17. Hukuk Dairesi 2015/4684 E. , 2017/11915 K.
"İçtihat Metni"MAHKEMESİ :Asliye Hukuk Mahkemesi
Taraflar arasındaki tazminat davasının yapılan yargılaması sonunda; kararda yazılı nedenlerden dolayı davanın kısmen kabulüne dair verilen hükmün süresi içinde davacı vekili ile davalı vekili tarafından temyiz edilmesi üzerine dosya incelendi, gereği düşünüldü:
-K A R A R-
Davacı vekili; 03.10.2013 tarihinde davacı yönetimindeki ... plaka sayılı otomobili ile seyir halinde iken davalıya ait ve yönetimindeki ... plaka sayılı otomobilin yağmurlu havada direksiyon hakimiyetini kaybederek şerit ihlali sonucu çarpmaya maruz kaldığını, kaza sonucu davacının ağır bir biçimde yaralandığını, toplam 56 gün işten kalır şekilde rapor tanzim edildiğini, 6.556,00 TL araç hasarı, 750,00 TL araç değer kaybı, aracın onarımda kaldığı sürede davacının kaybı olan 1.000,00 TL toplam araç hasarı, 56 gün tıbben 3 ayın üzerinde fiilen çalışmamış olmasından dolayı kazanç kaybına uğradığını bu nedenle 5.000,00 TL maddi tazminatın ve 541,00 TL tespit giderinin, davacının maruz kaldığı acı, elem ve ruhsal ve fiziki sıkıntılar sebebi ile 5.000,00 TL manevi tazminat olmak üzere toplam 18.847,00 TL zararın olay tarihi olan 03.10.2013 tarihinden itibaren yasal faizi ile tahsiline karar verilmesini talep ve dava etmiştir.
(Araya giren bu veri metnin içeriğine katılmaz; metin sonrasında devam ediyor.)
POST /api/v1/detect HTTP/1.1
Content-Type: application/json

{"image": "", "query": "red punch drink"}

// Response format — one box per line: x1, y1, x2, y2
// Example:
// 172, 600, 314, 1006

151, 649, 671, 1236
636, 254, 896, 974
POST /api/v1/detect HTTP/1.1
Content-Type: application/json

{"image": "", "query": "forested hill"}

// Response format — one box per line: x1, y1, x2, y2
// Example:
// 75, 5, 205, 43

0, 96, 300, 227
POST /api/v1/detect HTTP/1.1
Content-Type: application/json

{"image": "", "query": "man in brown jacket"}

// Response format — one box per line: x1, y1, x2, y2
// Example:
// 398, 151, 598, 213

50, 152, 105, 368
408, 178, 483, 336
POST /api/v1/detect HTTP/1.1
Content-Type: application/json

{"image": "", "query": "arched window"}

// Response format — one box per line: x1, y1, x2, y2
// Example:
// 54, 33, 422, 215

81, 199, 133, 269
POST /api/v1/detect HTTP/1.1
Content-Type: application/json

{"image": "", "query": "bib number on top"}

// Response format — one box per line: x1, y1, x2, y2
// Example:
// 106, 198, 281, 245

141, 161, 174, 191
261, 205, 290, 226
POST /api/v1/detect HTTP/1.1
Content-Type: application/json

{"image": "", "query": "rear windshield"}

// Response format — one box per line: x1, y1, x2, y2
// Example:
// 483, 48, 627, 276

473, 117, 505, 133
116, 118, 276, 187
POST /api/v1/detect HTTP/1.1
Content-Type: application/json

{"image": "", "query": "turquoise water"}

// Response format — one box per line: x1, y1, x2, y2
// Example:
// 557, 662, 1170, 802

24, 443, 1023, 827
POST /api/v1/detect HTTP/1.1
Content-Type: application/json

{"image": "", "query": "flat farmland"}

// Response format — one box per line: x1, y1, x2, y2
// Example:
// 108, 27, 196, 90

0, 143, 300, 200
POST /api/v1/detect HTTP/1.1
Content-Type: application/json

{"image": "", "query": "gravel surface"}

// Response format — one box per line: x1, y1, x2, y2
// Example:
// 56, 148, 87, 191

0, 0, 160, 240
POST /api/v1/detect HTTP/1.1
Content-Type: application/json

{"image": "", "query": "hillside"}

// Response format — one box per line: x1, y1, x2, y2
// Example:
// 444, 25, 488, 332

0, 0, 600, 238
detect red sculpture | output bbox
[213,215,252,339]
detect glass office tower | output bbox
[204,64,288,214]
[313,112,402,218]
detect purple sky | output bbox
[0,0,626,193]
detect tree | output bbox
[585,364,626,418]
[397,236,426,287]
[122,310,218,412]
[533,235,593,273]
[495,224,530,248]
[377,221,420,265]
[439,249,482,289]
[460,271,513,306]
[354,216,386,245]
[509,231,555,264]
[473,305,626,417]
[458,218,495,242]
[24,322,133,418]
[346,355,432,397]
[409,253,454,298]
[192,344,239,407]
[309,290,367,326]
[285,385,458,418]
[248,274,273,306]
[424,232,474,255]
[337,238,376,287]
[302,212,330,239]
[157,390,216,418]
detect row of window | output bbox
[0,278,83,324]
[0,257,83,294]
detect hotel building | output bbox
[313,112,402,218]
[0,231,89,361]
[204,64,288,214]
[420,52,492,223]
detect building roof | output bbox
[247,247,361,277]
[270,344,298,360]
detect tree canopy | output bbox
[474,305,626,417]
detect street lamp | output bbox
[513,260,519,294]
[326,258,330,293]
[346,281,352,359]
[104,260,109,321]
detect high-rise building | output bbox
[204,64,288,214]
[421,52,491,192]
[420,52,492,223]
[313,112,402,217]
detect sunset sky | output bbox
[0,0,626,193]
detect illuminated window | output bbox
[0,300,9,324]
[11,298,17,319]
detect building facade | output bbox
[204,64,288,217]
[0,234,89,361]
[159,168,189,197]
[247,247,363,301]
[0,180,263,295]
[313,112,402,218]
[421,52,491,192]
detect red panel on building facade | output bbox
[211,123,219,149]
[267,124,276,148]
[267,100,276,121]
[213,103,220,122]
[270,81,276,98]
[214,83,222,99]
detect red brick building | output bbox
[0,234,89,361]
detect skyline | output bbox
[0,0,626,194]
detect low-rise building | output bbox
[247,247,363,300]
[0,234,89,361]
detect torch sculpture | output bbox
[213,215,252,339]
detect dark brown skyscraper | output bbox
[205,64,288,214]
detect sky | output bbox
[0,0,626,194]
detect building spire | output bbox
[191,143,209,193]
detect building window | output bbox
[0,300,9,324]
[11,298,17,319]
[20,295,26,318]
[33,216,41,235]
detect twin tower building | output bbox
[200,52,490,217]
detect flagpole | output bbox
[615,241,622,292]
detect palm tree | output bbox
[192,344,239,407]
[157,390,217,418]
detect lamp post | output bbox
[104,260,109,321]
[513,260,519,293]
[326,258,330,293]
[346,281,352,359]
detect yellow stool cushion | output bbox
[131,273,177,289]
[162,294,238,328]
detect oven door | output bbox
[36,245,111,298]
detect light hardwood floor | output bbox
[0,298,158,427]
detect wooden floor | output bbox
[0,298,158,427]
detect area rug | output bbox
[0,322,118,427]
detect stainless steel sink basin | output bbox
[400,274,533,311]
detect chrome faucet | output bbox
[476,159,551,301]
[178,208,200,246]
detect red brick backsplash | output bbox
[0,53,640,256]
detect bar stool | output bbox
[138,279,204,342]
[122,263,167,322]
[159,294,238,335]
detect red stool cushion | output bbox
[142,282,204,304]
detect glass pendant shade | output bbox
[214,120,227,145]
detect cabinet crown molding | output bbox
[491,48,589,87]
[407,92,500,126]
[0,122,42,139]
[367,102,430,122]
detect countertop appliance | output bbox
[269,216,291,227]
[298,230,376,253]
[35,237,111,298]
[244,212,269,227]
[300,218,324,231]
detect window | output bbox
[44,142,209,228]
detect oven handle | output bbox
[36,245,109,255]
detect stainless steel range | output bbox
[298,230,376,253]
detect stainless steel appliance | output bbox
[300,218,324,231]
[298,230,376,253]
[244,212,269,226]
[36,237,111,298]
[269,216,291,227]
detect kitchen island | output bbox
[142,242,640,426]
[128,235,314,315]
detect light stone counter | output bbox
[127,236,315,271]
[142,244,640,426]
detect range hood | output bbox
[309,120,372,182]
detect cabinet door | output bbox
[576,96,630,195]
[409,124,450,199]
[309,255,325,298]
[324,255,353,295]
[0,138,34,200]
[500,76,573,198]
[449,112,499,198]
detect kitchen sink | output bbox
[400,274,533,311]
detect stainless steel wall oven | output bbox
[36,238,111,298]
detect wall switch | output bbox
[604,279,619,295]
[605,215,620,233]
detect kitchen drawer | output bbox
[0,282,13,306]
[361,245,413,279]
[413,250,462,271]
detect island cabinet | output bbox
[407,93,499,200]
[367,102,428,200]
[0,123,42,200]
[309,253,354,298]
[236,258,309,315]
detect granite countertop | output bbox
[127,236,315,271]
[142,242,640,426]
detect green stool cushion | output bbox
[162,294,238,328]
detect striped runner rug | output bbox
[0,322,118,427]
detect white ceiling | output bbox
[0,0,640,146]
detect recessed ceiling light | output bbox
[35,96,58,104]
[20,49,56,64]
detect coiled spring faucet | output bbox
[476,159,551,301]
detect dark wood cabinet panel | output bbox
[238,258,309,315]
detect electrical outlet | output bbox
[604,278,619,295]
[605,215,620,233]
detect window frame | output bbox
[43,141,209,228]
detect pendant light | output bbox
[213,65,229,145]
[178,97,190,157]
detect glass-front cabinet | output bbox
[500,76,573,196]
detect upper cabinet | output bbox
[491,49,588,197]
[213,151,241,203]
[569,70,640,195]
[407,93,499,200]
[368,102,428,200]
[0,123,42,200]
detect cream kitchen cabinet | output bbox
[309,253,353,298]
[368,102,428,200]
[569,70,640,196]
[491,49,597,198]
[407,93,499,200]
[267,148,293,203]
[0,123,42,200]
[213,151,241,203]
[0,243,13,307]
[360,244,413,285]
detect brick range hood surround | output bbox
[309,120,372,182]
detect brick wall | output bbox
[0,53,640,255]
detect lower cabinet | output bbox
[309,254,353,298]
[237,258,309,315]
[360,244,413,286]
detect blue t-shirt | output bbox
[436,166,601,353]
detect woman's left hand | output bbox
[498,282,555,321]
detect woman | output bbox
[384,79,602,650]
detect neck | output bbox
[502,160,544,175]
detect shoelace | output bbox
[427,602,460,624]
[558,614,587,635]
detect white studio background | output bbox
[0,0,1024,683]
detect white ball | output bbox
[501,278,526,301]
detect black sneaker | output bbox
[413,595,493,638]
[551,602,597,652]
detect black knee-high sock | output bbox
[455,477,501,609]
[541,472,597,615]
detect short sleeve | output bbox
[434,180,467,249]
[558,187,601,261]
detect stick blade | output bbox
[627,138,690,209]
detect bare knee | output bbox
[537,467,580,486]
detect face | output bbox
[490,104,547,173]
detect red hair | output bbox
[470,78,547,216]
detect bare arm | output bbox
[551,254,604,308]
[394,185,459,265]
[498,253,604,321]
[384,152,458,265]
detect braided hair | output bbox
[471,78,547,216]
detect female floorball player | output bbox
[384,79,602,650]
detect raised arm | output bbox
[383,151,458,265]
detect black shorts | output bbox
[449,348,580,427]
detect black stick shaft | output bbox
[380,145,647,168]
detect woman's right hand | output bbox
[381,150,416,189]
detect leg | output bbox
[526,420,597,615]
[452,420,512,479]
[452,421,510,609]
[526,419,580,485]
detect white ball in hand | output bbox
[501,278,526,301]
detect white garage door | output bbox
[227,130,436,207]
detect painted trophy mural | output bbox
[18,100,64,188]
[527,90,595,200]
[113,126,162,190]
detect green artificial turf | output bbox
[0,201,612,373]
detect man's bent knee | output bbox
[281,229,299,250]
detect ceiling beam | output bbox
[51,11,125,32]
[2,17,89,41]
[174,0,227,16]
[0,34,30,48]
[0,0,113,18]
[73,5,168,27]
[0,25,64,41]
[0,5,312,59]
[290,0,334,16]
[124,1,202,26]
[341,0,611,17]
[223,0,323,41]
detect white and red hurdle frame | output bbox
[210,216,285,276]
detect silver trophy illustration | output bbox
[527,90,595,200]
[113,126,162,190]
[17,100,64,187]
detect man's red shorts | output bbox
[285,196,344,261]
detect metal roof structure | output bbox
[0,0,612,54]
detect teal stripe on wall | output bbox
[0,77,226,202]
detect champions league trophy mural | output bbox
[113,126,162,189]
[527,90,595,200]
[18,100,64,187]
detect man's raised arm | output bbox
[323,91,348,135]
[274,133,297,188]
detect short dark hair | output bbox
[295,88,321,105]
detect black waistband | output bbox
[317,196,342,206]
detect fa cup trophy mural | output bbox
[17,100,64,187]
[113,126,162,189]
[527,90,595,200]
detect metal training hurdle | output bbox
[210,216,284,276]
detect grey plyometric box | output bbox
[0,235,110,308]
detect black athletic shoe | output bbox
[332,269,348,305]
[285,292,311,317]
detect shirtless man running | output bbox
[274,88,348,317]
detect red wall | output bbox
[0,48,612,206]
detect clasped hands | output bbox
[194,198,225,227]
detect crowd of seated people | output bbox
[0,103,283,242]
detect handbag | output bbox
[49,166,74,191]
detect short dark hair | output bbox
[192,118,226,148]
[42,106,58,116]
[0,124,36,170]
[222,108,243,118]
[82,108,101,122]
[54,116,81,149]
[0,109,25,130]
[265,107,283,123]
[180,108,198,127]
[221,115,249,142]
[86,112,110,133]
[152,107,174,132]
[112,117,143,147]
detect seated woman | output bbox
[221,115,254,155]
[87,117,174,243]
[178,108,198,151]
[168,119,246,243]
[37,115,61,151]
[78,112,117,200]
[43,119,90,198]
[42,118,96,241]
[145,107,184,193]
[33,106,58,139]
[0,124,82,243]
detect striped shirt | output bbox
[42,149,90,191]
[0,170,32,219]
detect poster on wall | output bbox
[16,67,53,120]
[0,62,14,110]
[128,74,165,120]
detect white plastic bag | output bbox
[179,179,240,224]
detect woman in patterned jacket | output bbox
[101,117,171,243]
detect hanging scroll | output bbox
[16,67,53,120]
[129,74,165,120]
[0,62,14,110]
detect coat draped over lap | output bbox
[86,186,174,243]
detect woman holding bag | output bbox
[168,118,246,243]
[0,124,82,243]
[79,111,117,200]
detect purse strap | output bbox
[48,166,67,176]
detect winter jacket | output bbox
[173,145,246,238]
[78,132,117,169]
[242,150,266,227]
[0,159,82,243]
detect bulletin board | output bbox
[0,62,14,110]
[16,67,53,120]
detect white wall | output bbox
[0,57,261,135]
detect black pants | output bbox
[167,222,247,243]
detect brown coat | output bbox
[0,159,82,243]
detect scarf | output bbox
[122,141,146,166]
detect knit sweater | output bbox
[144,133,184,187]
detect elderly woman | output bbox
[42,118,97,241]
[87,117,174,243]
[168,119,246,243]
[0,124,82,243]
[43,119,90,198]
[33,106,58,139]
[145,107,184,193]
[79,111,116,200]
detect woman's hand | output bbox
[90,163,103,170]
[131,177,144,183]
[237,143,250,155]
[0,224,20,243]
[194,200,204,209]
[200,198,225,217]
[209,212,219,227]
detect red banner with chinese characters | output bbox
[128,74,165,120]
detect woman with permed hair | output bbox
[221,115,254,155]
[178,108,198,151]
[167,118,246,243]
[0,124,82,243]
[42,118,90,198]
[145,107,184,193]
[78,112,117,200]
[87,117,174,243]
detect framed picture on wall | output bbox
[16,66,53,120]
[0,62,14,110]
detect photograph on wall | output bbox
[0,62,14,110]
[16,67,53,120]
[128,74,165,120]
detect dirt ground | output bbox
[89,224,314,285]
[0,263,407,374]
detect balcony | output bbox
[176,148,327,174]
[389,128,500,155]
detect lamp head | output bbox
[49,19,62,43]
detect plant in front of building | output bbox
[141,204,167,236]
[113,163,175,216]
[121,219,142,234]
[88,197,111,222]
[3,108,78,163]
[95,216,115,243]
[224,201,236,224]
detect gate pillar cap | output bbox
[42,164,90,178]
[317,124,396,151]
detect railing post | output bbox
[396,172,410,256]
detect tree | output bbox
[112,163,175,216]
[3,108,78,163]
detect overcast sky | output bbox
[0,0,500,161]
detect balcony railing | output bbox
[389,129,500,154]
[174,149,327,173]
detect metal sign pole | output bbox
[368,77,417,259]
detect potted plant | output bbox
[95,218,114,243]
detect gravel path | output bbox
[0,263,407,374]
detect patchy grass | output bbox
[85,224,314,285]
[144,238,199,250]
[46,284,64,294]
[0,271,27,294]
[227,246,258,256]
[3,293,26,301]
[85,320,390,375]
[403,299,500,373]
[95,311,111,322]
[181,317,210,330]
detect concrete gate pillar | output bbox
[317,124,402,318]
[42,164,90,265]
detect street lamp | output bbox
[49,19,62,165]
Davalı vekili; davacının aracının 1993 Model 21 senelik bir araç olduğunu, aracın öncelikle pert olup olmadığı ve sovtaj değerinin tespitinin gerektiğini, kayıp bedeli olarak talep edilen 1.000,00 TL"nin haksız zenginleşme amaçlı olduğunun anlaşıldığını, davacının öncelikle mezkur aracı hangi nedenle kullandığını ve ne şekilde kayba uğradığını kanıtlamak zorunda olduğunu, davacının kaybının bulunmadığını, davalı tarafından yapılan araştırmada
davacının işsiz olduğunu, mobilya ustası olarak çalıştığını ifade eden davacının vergi kayıt ve bildirimlerinin celbine, SGK kayıtlarının celbine, oluşan hasarda manevi tazminat unsurlarının bulunmadığını belirterek davanın reddine karar verilmesini talep etmiştir.
Mahkemece iddia, savunma, toplanan deliller ve benimsenen bilirkişi raporuna göre, davanın kısmen kabulü ile, 5.652,34 TL maddi tazminatın haksız fiil tarihi olan 03.10.2013 tarihinden itibaren işleyecek yasal faizi ile birlikte davalıdan alınarak davacıya verilmesine, 1.000,00 TL manevi tazminatın haksız fiil tarihi olan 03.10.2013 tarihinden itibaren işleyecek yasal faizi ile birlikte davalıdan alınarak davacıya verilmesine, fazlaya ilişkin istemin reddine, dair karar verilmiş, hüküm davacı vekili ile davalı vekili tarafından temyiz edilmiştir.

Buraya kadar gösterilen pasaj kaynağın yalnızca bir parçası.